I was 9 years old when I became a refugee. When fighting reached our village in what is now South Sudan, my brother and I fled our home on foot alone. Our parents had disappeared days before. We walked for a week before arriving at a refugee camp in Ethiopia. I’ll never forget our first night in the camp: No random gunfire; no planes dropping bombs overhead. It was so calm and peaceful. I had forgotten what that felt like.

I spent six years in that refugee camp. During that time, I relied on food from the U.N. World Food Programme. It was because of UNICEF — and the pencils and textbooks they provided — that I attended school for the first time. Before then, we didn’t even know the U.N. existed.

When I was 15 years old, I was lucky enough to come to Omaha with my brother. I learned to read, write, and speak English as a freshman in high school. In the past 12 years, I’ve been blessed with teachers and mentors who treated me just like any other student with the potential to learn.

Thanks to my education, I fulfilled a lifelong dream this summer by working at the U.N. headquarters in New York as a legal intern. I met ambassadors, U.N. officials, and other interns from all over the globe, including a fellow refugee from the Central African Republic. I attended Security Council meetings on resolutions to help the U.N. deliver aid to families in South Sudan, including young children displaced by conflict as I once was.

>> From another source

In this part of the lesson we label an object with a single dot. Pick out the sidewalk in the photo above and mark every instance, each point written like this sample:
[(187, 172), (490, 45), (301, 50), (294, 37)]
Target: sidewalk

Before my internship ended, I had the honor of meeting U.N. Secretary-General António Guterres. As the former head of the U.N. Refugee Agency, he told me he understood the challenges faced by refugees, especially people like my brother and me who had to flee at such a young age.

I don’t know what my life would be like if I hadn’t received support from the U.N. as a child. I don’t know that I would still be alive. But I do know that there are so many other people out there like me. At a time when some U.S. leaders question support for the U.N, I want to raise my voice and say: I am a product of this generosity and the U.N.’s lifesaving work. And I want to remind everyone that the opportunity to transform lives — and to make the world a better place — is worth the small price. Peacekeeping and U.N. dues make up just roughly 0.2 percent of the U.S. federal budget.

Talking to my fellow college students, I was struck by some of the questions I received once they heard my story: “What was the journey to the refugee camp like?” “How many meals did you eat each day?” But what struck me most was how interested they were in the U.N.’s mission and ways they could get involved.

In 2016, I became an American citizen. Today I’m in my third year of law school at the University of Nebraska College of Law. No matter where my career may lead me, I know I want to honor and support human rights and help those in need — two pillars of the U.N.’s work.

I’m proud to be a South Sudanese American. My story would not have been possible without the U.N. That’s why I’m celebrating its founding and sharing my story.

The writer is a third-year law student at the University of Nebraska-Lincoln.

The views expressed in ‘opinion’ articles published by Radio Tamazuj are solely those of the writer. The veracity of any claims made are the responsibility of the author, not Radio Tamazuj.